Prosecutors, working with investigators at the Texas Parks and Wildlife Department, had found that from 2002 to 2009, Pemco had dumped nearly 57 million gallons of drilling fluids at its landfarm in Jefferson County in violation of its permit.
Tests of water and soil in the area found high amounts of pollutants such as petroleum, barium and chromium. For years, commission officials exchanged letters with their Pemco counterparts notifying them of the problems, according to a stipulation of agreedupon facts in the Pemco conviction, but the agency appeared to never take enforcement action.
“Apparently this case never went to civil enforcement at the Railroad Commission,” said Patty Robertson, who heads the Travis County Environmental Protection Unit. “It probably should have but it didn’t.”
The Railroad Commission did not drop the ball, said spokeswoman Ramona Nye. “If violations are found by our inspectors, Railroad Commission staff generally will work with operators to bring their leases or facilities into compliance with RRC rules before enforcement action is sought.”
In February 2012, Pemco addressed the issues; soil samples confirmed that Railroad Commission requirements had been met.
Based on the earlier violations, however, a Travis district judge in November ordered Pemco Services to pay $1.35 million in fines. Pemco also agreed to pay $14,534.31 in restitution for lab analyses to Texas Parks and Wildlife. The company also spent $1.1 million to clean up the landfarm, which is now closed.

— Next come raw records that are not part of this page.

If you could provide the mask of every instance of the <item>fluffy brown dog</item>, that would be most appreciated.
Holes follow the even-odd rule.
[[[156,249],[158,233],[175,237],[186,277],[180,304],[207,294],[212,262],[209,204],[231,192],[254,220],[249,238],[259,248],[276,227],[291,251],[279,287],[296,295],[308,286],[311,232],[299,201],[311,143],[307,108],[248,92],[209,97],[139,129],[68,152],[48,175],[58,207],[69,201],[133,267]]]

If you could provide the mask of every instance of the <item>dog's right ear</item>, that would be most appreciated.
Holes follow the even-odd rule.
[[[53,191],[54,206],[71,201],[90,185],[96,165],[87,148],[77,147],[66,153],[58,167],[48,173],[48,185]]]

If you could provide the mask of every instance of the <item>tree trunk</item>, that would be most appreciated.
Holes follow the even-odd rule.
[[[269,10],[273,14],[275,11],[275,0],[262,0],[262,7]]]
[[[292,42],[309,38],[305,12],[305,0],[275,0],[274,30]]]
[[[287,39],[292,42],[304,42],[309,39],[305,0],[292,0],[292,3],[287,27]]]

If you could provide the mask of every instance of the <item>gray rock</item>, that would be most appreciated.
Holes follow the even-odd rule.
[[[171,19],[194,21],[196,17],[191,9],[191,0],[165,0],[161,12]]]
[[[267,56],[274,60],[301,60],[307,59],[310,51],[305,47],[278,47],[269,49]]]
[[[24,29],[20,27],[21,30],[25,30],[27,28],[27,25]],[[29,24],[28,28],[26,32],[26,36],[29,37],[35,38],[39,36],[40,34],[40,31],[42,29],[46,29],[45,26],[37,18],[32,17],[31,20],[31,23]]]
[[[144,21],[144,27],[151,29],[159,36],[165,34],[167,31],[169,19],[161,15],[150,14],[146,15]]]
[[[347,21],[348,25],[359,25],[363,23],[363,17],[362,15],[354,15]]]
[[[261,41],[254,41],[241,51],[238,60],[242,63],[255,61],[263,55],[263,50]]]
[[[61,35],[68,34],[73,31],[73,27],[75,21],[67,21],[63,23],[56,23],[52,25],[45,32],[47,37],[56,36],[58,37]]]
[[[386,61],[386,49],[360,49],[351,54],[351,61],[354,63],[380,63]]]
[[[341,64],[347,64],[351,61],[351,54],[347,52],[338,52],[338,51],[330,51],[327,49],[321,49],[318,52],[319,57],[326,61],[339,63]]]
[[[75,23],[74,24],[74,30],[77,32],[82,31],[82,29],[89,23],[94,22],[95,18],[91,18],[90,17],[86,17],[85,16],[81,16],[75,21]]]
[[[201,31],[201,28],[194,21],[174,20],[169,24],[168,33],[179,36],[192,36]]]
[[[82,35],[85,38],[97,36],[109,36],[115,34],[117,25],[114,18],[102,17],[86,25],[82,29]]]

The most senior railroad commissioner has been on the job for about two years, and Smitherman said with a new executive director and a new head of the oil and gas division the agency has a new take on enforcement. “Remediation is important, but bad actors should be punished,” he said.
As for the name change, already newly elected state Rep. Jonathan Stickland, R-Bedford, an oil and gas consultant, has prefiled such legislation.
“The times have changed and it’s time to catch up,” he said.
“It’s better to do things the right way and upfront.”
The Texas Railroad Commission regulates the oil and gas industries and many argue that its misleading name is confusing to citizens.